Mortgage demand weakened in the second quarter due to higher borrowing costs and affordability pressures, although the outlook for the second half of the year remains positive, new Stonebridge data has showed.
According to the mortgage and protection network’s quarterly Mortgage Market Index, the average mortgage rate rose to 4.97% in Q2 from 4.31% a year earlier, after renewed conflict involving Iran pushed oil prices and inflation expectations higher, increasing swap rates used to price mortgages.
As a result, total mortgage applications fell 18.5% year on year, with remortgage applications down 20.8%, home purchase applications declining 15.5% and first-time-buyer (FTB) applications dropping 15.7%.
Average loan sizes slipped 1.8% to £209,932, although FTBs borrowed 1.5% more on average at £216,984. Borrowers also continued to favour shorter-term products, with the share of two-year fixed mortgages rising to 70% from 59.4%, while five-year fixes fell to 23.2%.
Many borrowers are currently "rolling off ultra-low, pandemic-era deals" and this will remain a feature throughout 2026, the index stated.
The softer picture for mortgage demand was echoed by the latest Bank of England data on mortgage approvals, which earlier this month reported a 10.8% annual decline for May.
Stonebridge CEO Rob Clifford said: "The second quarter was really a stick-or-twist moment for those thinking of moving, buying or remortgaging, and there’s no doubt we’ve seen activity slow a little as expected.
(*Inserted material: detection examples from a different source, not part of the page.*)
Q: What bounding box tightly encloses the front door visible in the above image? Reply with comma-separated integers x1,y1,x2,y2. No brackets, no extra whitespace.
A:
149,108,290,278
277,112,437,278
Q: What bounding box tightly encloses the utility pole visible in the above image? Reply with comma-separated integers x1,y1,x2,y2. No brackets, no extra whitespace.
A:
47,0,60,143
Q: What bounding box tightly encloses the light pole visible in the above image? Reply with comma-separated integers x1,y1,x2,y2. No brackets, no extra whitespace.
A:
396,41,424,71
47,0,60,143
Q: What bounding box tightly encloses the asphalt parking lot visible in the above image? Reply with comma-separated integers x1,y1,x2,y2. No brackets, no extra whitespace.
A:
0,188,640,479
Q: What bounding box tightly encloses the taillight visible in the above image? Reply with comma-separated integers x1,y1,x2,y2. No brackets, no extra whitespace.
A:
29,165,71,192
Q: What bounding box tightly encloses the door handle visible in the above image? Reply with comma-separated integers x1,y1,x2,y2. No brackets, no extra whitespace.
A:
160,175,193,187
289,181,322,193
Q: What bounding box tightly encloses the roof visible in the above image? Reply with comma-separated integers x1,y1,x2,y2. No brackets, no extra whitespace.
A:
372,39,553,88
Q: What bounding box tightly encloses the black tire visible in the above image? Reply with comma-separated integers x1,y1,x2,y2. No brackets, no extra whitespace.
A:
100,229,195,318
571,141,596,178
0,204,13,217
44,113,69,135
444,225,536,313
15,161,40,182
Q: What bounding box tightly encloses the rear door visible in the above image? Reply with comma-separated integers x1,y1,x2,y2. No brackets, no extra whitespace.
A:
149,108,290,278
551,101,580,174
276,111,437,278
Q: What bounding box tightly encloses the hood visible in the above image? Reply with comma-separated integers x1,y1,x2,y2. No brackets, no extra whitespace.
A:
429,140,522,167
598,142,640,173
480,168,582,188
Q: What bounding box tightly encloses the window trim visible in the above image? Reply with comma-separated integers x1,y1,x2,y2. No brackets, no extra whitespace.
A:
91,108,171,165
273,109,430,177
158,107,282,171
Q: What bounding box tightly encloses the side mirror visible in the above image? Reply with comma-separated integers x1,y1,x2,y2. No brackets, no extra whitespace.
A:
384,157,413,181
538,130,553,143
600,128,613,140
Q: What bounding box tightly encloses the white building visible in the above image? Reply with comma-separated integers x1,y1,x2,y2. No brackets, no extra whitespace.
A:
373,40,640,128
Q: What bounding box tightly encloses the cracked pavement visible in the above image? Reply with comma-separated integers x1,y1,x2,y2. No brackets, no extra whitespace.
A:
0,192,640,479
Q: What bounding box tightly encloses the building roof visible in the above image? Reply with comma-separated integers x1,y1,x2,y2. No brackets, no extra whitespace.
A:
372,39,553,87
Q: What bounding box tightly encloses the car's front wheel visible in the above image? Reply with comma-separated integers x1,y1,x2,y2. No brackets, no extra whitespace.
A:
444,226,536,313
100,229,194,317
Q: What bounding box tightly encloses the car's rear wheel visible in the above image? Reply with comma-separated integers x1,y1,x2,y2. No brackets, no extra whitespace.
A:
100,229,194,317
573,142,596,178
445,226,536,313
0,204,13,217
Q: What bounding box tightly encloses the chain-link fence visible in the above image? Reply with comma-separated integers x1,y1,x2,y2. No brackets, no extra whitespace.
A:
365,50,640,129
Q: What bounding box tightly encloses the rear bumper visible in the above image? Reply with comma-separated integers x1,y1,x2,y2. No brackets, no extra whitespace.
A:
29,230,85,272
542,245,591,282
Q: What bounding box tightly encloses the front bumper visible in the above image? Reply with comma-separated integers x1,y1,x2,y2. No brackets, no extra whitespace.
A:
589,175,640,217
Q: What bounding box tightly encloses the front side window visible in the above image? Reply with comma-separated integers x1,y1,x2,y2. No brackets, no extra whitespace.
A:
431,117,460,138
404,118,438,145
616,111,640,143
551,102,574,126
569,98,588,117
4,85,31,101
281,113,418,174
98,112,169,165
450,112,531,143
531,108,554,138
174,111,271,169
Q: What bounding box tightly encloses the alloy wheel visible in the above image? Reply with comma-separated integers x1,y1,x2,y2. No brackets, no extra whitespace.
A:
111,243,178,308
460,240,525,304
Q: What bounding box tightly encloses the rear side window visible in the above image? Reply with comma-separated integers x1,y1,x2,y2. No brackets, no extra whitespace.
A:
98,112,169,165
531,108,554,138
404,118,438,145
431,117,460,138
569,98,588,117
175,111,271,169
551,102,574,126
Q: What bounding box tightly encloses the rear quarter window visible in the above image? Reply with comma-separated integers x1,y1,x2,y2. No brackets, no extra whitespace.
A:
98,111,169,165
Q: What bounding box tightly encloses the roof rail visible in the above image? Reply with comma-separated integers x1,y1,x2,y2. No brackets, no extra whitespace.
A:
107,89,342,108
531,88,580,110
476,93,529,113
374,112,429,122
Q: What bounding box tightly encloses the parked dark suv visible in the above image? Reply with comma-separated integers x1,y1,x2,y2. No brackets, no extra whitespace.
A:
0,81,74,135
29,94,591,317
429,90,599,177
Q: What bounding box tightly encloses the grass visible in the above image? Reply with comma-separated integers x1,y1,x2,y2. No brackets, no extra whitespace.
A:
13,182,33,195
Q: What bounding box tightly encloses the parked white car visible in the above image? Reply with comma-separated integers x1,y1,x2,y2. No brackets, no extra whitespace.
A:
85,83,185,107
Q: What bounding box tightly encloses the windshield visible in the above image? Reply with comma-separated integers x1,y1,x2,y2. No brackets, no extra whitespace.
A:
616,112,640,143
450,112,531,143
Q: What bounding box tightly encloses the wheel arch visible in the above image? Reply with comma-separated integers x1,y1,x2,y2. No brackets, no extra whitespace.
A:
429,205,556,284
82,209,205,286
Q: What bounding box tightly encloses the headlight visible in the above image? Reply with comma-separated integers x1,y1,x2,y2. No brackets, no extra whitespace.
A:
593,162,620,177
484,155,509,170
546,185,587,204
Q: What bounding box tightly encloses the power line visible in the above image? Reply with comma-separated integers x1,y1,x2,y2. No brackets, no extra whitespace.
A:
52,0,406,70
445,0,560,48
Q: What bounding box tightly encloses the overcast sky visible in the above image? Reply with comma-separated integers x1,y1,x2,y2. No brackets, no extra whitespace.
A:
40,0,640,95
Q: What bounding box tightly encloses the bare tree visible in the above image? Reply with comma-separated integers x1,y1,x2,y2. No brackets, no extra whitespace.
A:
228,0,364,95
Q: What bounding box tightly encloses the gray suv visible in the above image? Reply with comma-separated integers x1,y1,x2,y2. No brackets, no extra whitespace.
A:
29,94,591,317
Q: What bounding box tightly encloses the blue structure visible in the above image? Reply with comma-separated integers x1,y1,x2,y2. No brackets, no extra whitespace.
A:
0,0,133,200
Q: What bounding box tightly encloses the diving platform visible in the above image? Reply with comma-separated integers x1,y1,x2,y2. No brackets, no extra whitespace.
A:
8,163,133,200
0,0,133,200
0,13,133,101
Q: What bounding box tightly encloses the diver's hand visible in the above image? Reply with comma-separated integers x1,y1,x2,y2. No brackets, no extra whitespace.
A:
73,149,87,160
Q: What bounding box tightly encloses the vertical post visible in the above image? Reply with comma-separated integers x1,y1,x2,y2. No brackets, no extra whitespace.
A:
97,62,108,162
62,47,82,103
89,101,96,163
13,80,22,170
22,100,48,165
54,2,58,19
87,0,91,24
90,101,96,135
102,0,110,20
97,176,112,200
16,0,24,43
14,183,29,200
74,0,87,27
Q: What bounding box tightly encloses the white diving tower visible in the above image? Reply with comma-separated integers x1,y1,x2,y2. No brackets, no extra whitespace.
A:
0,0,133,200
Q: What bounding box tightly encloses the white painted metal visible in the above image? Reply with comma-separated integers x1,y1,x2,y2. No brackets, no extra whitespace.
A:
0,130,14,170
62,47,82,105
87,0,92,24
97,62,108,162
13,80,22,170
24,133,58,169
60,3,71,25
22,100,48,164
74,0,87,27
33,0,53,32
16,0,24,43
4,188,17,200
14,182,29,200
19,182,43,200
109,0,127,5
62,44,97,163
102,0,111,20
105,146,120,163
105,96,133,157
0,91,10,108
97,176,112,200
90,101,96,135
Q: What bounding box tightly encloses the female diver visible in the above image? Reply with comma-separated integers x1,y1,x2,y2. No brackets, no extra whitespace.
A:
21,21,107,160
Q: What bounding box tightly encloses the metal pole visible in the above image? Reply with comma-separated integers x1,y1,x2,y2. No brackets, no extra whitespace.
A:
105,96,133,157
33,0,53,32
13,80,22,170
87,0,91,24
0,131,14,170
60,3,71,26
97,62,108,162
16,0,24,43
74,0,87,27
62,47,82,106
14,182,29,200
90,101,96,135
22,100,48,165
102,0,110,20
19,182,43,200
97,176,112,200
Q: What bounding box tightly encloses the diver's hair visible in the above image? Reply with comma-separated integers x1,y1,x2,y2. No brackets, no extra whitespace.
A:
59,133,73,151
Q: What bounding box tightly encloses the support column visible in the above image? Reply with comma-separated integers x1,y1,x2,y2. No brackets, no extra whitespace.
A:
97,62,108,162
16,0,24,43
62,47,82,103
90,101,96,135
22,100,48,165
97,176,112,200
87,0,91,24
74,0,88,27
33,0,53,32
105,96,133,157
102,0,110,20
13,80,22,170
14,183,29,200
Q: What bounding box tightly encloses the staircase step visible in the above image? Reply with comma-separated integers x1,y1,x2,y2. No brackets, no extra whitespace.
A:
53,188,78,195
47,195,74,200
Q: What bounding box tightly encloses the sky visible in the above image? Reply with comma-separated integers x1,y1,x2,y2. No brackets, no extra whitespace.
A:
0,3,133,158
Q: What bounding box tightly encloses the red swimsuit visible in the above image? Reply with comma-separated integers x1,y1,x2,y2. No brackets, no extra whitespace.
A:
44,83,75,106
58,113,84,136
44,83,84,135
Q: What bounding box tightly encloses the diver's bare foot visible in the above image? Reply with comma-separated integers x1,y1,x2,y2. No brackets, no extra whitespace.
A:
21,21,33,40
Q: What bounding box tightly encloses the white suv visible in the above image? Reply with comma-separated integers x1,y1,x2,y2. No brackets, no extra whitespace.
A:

However, the key thing to keep your eye on is the expected path for inflation as we move into the second half of the year. I am confident about the outlook."
Clifford added: "Borrowing costs can fall back without the Bank of England doing anything and that’s exactly what had been happening until last week. Advisers need to remain alive to the elevated remortgaging opportunities this year, and make sure they’re as proactive as possible in helping past customers navigate movements in borrowing costs.”